Miranda, who has been putting her obsession with cleanliness to work at the health system for more than two years, smiled upon hearing that.

“I’ve been told that before, actually,” she said with a soft laugh. “The most fulfilling thing about my job is cleanliness. I love to clean, even at home. I’m pretty much OCD.”

That unflagging cleanliness sometimes prompts rolled eyes from the Franklinton resident’s five children. (“My kids tell me, ‘There’s nothing wrong with this house, Mama.’ I’m like, ‘Yeah, but I’m going to reclean it anyway.’”) At work, though, it makes her a superstar.

As she mops the floor of the hospital’s newly expanded Neonatal Intensive Care Unit, or NICU, the nurses there greet her by name, part of what makes it one of her favorite places in the hospital. (That and the babies, of course.)

She also takes pride in cleaning the operating room where C-sections are done – and the idea that she gets to welcome new babies into the world by ensuring the room in which they’re born is clean, disinfected and safe.

When she’s not doing that, she’s cleaning the public areas of the hospital, including the hallways and lobby area of the hospital’s New Family Center. “That’s the first thing people see when they come in,” Miranda said.

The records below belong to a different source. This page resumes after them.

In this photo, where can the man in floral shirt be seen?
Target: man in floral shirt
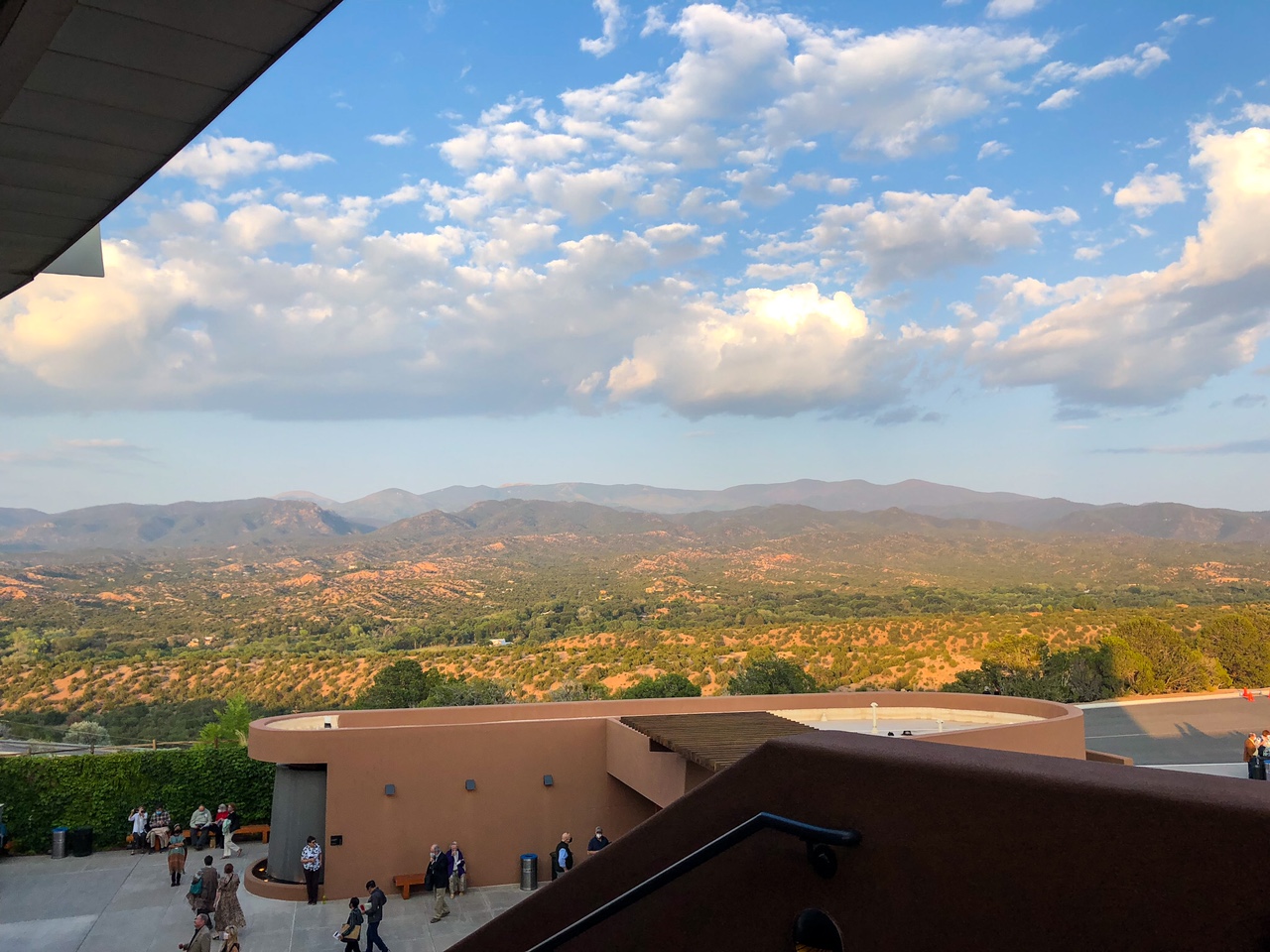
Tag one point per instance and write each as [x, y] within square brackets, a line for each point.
[310, 858]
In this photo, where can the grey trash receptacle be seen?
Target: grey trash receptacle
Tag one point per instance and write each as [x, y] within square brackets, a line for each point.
[59, 851]
[529, 873]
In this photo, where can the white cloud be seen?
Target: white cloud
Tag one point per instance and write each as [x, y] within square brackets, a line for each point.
[1146, 59]
[915, 235]
[766, 353]
[611, 13]
[1006, 9]
[654, 22]
[212, 162]
[1150, 336]
[1061, 99]
[1147, 190]
[993, 148]
[821, 181]
[391, 139]
[748, 86]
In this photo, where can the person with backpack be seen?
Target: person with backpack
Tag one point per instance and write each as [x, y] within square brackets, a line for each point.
[373, 915]
[562, 857]
[439, 880]
[202, 890]
[229, 824]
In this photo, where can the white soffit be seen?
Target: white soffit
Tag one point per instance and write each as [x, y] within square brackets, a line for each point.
[96, 95]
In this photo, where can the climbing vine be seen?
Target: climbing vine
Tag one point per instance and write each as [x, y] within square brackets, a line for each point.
[99, 791]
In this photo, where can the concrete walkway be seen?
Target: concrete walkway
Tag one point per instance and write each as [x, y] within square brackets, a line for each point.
[118, 902]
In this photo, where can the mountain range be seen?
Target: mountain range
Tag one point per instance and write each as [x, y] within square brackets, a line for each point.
[397, 516]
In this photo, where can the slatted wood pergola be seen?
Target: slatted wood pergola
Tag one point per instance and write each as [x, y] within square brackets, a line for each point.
[714, 740]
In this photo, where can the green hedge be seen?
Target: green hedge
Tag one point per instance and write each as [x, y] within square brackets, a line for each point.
[100, 789]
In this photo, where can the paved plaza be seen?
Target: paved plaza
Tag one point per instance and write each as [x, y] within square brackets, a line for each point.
[1206, 729]
[117, 902]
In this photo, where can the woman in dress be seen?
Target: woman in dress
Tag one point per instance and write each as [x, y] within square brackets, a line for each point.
[176, 855]
[350, 932]
[229, 912]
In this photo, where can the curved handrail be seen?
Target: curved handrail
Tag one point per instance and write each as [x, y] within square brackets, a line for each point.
[817, 839]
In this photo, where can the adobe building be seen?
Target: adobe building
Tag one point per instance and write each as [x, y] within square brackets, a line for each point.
[379, 787]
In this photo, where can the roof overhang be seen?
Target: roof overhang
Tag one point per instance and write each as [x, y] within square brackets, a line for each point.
[96, 95]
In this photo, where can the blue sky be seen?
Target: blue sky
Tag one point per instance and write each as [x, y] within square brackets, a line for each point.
[1011, 245]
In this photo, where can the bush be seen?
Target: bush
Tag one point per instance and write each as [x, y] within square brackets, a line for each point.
[665, 685]
[100, 789]
[772, 675]
[579, 690]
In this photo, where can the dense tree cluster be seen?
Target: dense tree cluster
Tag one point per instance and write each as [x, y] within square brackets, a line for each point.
[1142, 655]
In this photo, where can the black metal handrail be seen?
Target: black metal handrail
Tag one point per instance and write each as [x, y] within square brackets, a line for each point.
[820, 842]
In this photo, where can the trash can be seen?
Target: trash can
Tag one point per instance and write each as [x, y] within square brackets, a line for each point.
[79, 842]
[529, 873]
[59, 851]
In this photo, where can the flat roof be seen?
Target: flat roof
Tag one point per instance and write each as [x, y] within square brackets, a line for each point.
[715, 740]
[96, 95]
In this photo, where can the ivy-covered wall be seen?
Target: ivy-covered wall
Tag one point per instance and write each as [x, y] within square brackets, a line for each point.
[100, 789]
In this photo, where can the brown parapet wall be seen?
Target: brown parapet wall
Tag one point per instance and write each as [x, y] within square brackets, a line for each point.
[429, 754]
[962, 849]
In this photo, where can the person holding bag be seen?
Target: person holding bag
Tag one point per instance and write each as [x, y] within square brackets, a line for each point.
[202, 938]
[352, 932]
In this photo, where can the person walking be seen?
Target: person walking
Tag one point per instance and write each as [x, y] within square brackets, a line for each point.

With so much ground to cover, she, like others in the EVS Department, doesn’t have much time to rest. But she’s not complaining.

“I had been trying to get on at St. Tammany for years,” she said, adding, “I wanted a change and a little bit more stability.”

She rubs her fingers together while making that last point, a wordless acknowledgment of the hospital’s newly announced restructuring of pay for workers in certain departments, including EVS.

But pay isn’t everything.

“You get told how appreciated you are,” she said. “St. Tammany really is a nice place to work.”